Black-hooded tanager
- Conservation status: Not evaluated (IUCN 3.1)

Scientific classification
- Domain: Eukaryota
- Kingdom: Animalia
- Phylum: Chordata
- Class: Aves
- Order: Passeriformes
- Family: Thraupidae
- Genus: Stilpnia
- Species: S. whitelyi
- Binomial name: Stilpnia whitelyi (Salvin & Godman, 1884)

= Black-hooded tanager =

- Genus: Stilpnia
- Species: whitelyi
- Authority: (Salvin & Godman, 1884)
- Conservation status: NE

Species of bird

The black-hooded tanager (Stilpnia whitelyi) is a species of bird in the family Thraupidae. It is found in southern Venezuela, Guyana and northern Brazil. Its natural habitats are subtropical or tropical moist montane forests, subtropical or tropical high-altitude shrubland, and heavily degraded former forest. The black-hooded tanager was formerly considered as a subspecies of the black-headed tanager (Stilpnia cyanoptera).

==Taxonomy==
The black-hooded tanager was formally described in 1884 by the English naturalists Osbert Salvin and Frederick DuCane Godman based on a specimen that had been collected by Henry Whitely near Mount Roraima. The mountain is located at the junction of Brazil, Guyana and Venezuela. Salvin and Godman placed the new species in the genus Calliste and coined the binomial name Calliste whitelyi where the specific epithet was chosen to honour the collector.

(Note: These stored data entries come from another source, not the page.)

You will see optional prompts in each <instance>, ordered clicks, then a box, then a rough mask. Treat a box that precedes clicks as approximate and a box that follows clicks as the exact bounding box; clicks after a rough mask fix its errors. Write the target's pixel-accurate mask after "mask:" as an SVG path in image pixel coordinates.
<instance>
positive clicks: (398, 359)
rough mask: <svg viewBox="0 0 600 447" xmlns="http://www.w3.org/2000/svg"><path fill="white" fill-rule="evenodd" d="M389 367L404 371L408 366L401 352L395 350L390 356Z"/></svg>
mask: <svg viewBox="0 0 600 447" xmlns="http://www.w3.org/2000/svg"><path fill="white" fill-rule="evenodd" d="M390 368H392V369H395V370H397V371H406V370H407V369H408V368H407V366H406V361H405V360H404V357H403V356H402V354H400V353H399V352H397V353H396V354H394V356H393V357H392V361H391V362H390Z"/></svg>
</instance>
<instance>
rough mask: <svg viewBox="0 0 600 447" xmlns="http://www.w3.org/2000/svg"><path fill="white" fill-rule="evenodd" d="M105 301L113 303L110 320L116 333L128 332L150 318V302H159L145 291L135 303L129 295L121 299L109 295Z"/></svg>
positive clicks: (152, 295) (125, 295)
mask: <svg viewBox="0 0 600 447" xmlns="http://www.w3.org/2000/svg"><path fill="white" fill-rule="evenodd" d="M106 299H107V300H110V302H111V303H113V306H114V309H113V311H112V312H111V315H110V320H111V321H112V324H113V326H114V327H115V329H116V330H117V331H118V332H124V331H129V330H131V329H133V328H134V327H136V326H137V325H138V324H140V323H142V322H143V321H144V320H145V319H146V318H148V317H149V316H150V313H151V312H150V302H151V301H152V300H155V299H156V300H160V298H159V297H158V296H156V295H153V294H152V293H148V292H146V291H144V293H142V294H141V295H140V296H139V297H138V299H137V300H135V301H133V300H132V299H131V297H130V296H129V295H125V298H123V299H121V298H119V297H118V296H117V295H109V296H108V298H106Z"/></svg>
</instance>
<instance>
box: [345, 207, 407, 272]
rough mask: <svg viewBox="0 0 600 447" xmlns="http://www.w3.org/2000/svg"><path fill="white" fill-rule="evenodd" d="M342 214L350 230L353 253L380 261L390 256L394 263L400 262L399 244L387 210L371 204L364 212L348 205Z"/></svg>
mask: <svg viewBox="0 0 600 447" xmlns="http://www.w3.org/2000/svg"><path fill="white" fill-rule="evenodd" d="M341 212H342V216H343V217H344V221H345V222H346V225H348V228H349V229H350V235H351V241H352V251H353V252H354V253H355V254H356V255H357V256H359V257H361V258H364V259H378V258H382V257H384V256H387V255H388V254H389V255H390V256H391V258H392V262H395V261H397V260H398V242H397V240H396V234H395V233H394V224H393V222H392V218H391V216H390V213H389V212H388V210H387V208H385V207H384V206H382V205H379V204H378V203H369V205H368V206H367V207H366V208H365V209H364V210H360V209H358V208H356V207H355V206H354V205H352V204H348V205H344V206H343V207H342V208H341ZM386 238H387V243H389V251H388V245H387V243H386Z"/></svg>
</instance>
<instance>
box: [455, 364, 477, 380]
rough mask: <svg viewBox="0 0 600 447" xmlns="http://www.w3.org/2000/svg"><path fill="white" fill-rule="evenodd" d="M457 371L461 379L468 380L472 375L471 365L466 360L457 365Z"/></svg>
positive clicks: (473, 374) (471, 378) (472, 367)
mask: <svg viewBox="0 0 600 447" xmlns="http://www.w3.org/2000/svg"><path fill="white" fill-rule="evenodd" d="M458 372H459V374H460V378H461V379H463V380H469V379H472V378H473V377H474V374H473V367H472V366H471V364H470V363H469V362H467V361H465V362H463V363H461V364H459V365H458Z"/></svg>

The black-hooded tanager is now one of 15 species placed in the genus Stilpnia that was erected in 2016. The black-hooded tanager was formerly considered as a subspecies of the black-headed tanager Stilpnia cyanoptera) but was separated as a distinct species based on the differences in plumage and vocalizations. The species is monotypic: no subspecies are recognised.